He might not be able to sail this leg due to his shoulder injury but that’s not stopping Amory Ross from writing his race updates…
📅 SATURDAY JUNE 10, 2023
🕒 1130 UTC
💨 SPEED: 22.3 KNOTS
🥇 POSITION: 1st
📏 DISTANCE TO FINISH: 313.5 NM
The team is successfully around the top of Denmark with the lead but they’ll be sailing into lighter winds around the corner first. If they can manage to keep Holcim back over the next few hours in an inevitable fleet compression, as the new winds from the east cross over Denmark and touch down along the coast, the riskiest segments of the leg will be behind them and they get to push offshore on the long reach towards The Hague in steadier winds.
It should be a fast trip down along the coast before a narrow TSS corridor crossing and the final, short leg to the finish in easing winds. Once pointed south, there’s very little leverage left on the course and the only way for Holcim to get by Malama would be to go sail past them. We’ve always felt good about our relative reaching speeds, especially in flat water, so you can be sure the competition is feeling the urgency, even with 300 left to go.
📅 FRIDAY JUNE 9, 2023
🕒 1300 UTC
💨 SPEED: 8.9 KNOTS
🥇 POSITION: 1st
📏 DISTANCE TO FINISH: 679.8 NM
Less than 24 hours into Leg 6 and the IMOCA fleet is reaching it’s first significant milestone: The Kiel Fly By. Located in northern Germany, Kiel and it’s waterfront Harbour is well known for its strong currents, varying wind conditions, and narrow passages. Kiel River is also home to the annual Kiel Week, one of the largest sailing events in the world.
After a tricky start out of Aarhus that saw extended periods of little to no wind, Malama was quick to jump to a lead around the buoys with a good start and clean transitions, before heading southeast and away from the returning gradient. It made for a very slow first stage!
As night took hold, winds build and the fleet worked south through the baltic sea and under the Øresund Bridge, one of the longest water-crossing bridges in the world, at 15-20 knots.. An exhausting 14 gybes later and Malama was less than a mile behind Holcim approaching Kiel and the modified windward-leeward course designed to delay the trip up the harbour until afternoon. Splitting from Holcim, Malama took a strong step to the west, leapfrogging the leader and jumping out to a more comfortable seven mile lead.

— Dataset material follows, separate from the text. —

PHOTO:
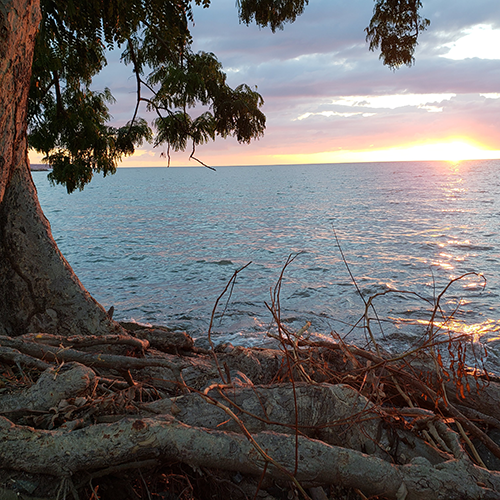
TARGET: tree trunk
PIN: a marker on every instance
(38, 289)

At the time of writing, Malama still holds on to a four mile lead heading south towards the bottom of the short lap before being able to turn west and head towards the waterfront.
There is no doubt the arrival will be chaotic! For the front of the fleet it will be a race to get in and out before Malizia and Guyot, the popular german locals, draw out what is rumored to be crowds in the thousands. The spectator wake could play a huge role in escaping north unscathed, or getting caught up in the melee. And once free from Kiel and the fjord, it’s back up the Baltic, past Aarhus and on to the Nordic Sea.
While it’s definitely odd writing this from a dry bench in The Hague, rested and relaxed, I have to imagine the sailors are feeling anything but! Their close proximity, tight quarters, and challenging conditions no doubt make for an intense, tiring stretch, likely without much sleep or a moment to pause. Fingers crossed Charlie and the squad can get through the fly by in good shape before settling into the return trip north!